Luckily, I have a freelance job that I can do while I’m high—partially because this stuff doesn’t make you stupid. I am a caring and interested interviewer with stellar interpersonal skills. I’m creative. It’s easier to get work done, especially with small people screaming in the background.

But more than anything, pot lets me live and let go. I can prioritize: months from now, will a clean house matter, or will my kids remember that I yelled at them? Does the glitter on the floor matter in the grand scheme of life? What’s important? The pot makes the answer clear-cut: my children. My children are my top priority, and I need to be the best parent I can be for them.

That means I need to be mellow during a crisis. I need to tamp down my own anxiety. I need to chill out. All these things help them to chill out, and gets them through. I’m mama. Navigating this pandemic starts with me. I set the tone. And I need to set a positive, mellow, happy tone for us.

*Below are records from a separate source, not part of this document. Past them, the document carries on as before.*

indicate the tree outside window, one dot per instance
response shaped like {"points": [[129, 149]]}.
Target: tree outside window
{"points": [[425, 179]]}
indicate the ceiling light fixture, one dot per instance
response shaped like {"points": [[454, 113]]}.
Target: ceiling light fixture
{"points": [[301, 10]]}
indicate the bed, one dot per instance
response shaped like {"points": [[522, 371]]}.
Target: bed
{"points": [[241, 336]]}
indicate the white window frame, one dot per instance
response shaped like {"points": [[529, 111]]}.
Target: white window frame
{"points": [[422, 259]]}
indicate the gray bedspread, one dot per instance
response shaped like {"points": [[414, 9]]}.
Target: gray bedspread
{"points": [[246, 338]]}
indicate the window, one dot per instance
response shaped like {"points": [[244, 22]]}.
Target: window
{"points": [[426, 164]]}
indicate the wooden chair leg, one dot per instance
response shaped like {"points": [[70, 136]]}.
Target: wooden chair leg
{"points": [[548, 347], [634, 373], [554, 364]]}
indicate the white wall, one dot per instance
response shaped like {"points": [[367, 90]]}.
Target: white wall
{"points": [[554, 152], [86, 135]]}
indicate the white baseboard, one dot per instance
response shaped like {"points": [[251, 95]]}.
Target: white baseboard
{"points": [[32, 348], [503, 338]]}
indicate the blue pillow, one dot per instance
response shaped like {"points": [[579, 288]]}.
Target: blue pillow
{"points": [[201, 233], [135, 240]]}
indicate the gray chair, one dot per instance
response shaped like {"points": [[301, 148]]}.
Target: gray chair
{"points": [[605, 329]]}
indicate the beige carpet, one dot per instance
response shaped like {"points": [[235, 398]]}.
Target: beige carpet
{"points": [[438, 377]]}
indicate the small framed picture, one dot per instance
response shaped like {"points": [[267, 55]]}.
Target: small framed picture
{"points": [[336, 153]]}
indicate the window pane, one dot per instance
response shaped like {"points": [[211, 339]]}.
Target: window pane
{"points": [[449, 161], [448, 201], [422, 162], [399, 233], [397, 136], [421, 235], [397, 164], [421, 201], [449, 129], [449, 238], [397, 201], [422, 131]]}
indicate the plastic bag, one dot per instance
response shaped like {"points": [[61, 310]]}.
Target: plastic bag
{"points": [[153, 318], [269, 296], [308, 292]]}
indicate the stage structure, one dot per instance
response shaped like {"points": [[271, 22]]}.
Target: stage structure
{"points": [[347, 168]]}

So I smoke pot. It works. My kids don’t see, and they don’t have access to it; all they know is that their mom is peaceful and engaged.

Judge away, Karen. Tell us how you’re so much stronger and better because you can do this without pot. I don’t really care. If COVID-19 has done one thing, it’s taken every fuck I had to give (except for those related to COVID-19, i.e. we’re staying in and not coming out). If pot helps me cope, awesome. If crocheting helps you cope, crochet away. If training your dog, or standing on your head, or exercise, or eating helps you cope, do these things. We all need help. It’s no shame to admit it right now.

My help is pot. It makes me a better person. It makes me a better parent. So I smoke away.